Tandis que je cherche comment j’ai découvert ce groupe (pub à la télé, flyer en sortie de boîte, échantillon gratuit de musique chez mon esthéticienne, j’hésite…), je pars à la recherche d’une habile pirouette pour allécher le chaland, l’inviter à jeter une oreille sur ce concept un peu particulier sans qu’il ne se focalise sur la note que je lui ai donnée qui, quoique ça ne vaille pas plus à mes yeux, ne rend pas réellement honneur à l’idée. Et encore, je suppose que cette idée n’a rien de neuf et qu’elle a été empruntée par une centaine de groupes, je crois d’ailleurs avoir quelques noms sur les lèvres mais je préfère me taire plutôt que de ne laisser aucun doute sur mon ignorance. Toujours est-il que de mon côté, j’entends ça pour la première fois. Methadrone (subtil jeu de mots entre la méthadone, dont on connaît les propriétés analgésiques, et le mouvement musical drone) ne s’encombre d’aucune guitare, et laisse deux basses faire tout le boulot.

Une rythmique et une soliste, schéma classique en fait et que l’on retrouve, bien qu’un peu biaisé, le long de ce « Retrogression ». Pour l’anecdote, l’un des deux bassistes est un ancien d’INCANTATION (Craig Pillard qui joua entre autres sur le malsain « Mortal Throne of Nazarene »). Absolument rien à voir avec ce groupe de brutal death ! Methadrone explore des registres beaucoup plus abstraits, en mélangeant musique ambiante, drone et industrielle, cette dernière étant ralentie pour l’occasion.
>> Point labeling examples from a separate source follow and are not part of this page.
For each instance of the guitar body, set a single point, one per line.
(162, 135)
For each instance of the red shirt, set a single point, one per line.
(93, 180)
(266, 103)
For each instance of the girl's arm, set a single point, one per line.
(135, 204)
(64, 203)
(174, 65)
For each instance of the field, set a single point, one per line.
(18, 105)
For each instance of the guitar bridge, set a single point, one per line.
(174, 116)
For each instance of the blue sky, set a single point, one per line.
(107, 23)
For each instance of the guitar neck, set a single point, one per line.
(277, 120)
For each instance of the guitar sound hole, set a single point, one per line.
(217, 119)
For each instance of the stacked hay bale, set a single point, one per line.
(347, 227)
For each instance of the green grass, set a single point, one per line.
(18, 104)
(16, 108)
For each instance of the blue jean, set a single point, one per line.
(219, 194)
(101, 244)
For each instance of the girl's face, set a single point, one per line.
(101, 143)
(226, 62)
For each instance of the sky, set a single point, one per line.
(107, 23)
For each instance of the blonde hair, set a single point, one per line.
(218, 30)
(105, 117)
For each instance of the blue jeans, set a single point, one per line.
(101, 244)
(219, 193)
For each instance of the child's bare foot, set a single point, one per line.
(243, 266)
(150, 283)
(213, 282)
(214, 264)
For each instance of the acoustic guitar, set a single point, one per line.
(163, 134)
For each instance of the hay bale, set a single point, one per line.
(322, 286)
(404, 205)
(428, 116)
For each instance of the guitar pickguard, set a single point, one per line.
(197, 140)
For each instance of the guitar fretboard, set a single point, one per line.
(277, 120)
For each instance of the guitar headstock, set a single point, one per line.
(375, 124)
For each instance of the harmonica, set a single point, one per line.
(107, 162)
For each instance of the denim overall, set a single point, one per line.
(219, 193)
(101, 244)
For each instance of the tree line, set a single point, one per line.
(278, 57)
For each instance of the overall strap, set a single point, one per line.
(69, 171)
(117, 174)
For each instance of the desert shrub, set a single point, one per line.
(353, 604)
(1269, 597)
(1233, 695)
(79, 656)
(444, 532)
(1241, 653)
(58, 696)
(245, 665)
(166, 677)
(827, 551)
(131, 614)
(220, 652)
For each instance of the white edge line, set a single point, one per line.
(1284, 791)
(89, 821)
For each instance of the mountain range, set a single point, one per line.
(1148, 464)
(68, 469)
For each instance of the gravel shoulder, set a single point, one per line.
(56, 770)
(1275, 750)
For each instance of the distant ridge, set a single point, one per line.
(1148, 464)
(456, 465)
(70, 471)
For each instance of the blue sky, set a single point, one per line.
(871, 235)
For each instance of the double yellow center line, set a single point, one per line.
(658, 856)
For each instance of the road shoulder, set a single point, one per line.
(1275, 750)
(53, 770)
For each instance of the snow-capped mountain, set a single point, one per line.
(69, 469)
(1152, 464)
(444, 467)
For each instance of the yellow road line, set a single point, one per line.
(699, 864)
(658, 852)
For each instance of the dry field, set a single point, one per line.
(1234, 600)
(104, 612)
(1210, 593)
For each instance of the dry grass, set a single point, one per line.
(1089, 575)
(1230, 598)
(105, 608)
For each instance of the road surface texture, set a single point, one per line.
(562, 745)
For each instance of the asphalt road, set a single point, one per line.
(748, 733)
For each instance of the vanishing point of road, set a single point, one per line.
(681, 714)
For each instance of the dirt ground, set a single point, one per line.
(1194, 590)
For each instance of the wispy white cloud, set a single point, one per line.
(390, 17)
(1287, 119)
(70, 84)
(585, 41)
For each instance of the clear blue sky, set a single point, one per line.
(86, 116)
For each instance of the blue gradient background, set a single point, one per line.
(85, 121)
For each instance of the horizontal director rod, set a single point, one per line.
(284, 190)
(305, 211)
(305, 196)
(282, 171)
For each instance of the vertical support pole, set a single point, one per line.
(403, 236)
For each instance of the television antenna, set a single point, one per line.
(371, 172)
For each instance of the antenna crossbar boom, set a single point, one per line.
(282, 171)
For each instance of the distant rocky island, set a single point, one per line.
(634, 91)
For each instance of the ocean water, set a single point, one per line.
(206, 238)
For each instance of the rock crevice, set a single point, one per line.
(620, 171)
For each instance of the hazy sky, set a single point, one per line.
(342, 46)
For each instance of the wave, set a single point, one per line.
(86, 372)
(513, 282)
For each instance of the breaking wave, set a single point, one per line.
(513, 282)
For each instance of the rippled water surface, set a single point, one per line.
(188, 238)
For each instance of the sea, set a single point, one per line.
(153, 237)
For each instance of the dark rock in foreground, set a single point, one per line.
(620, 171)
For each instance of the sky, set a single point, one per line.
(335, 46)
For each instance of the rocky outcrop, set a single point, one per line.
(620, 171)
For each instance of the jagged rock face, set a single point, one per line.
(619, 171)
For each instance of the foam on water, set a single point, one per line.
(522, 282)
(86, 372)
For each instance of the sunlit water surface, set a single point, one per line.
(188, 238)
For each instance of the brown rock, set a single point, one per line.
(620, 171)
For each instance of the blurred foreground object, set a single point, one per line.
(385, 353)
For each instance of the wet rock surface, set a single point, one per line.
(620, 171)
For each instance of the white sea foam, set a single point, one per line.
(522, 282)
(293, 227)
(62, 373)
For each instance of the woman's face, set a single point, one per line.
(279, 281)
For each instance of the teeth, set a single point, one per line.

Pas de chant, aucun texte et une batterie synthétique simplifiée jouée dans la fosse des Mariannes. 11km sous le niveau de la mer, noyade du son sous…je ne sais pas vraiment…un boucan robotique omniprésent et potent, construit par les deux basses.

Comment diable font-ils pour produire ce son avec des basses ? Evidemment, la musique paraît tellement peu organique qu’il y a un travail sur ordinateur derrière, c’est pas possible autrement. Aucune des deux basses jouées n’est comparable à une basse classique, même la rythmique, pourtant particulièrement grave, s’en éloigne. Elle bâtit au contraire une toile de fond vibrante, en l’alimentant de notes ultra-saturées qui résonnent pendant plusieurs secondes et comblent tout le vide de la pièce. Puis, s’agrège là-dessus la soliste, plus aiguë, stridente même (c’est une basse, ça ??), jouant des notes plus raisonnables qui fondent un simili-riff tout aussi vibrant et inorganique.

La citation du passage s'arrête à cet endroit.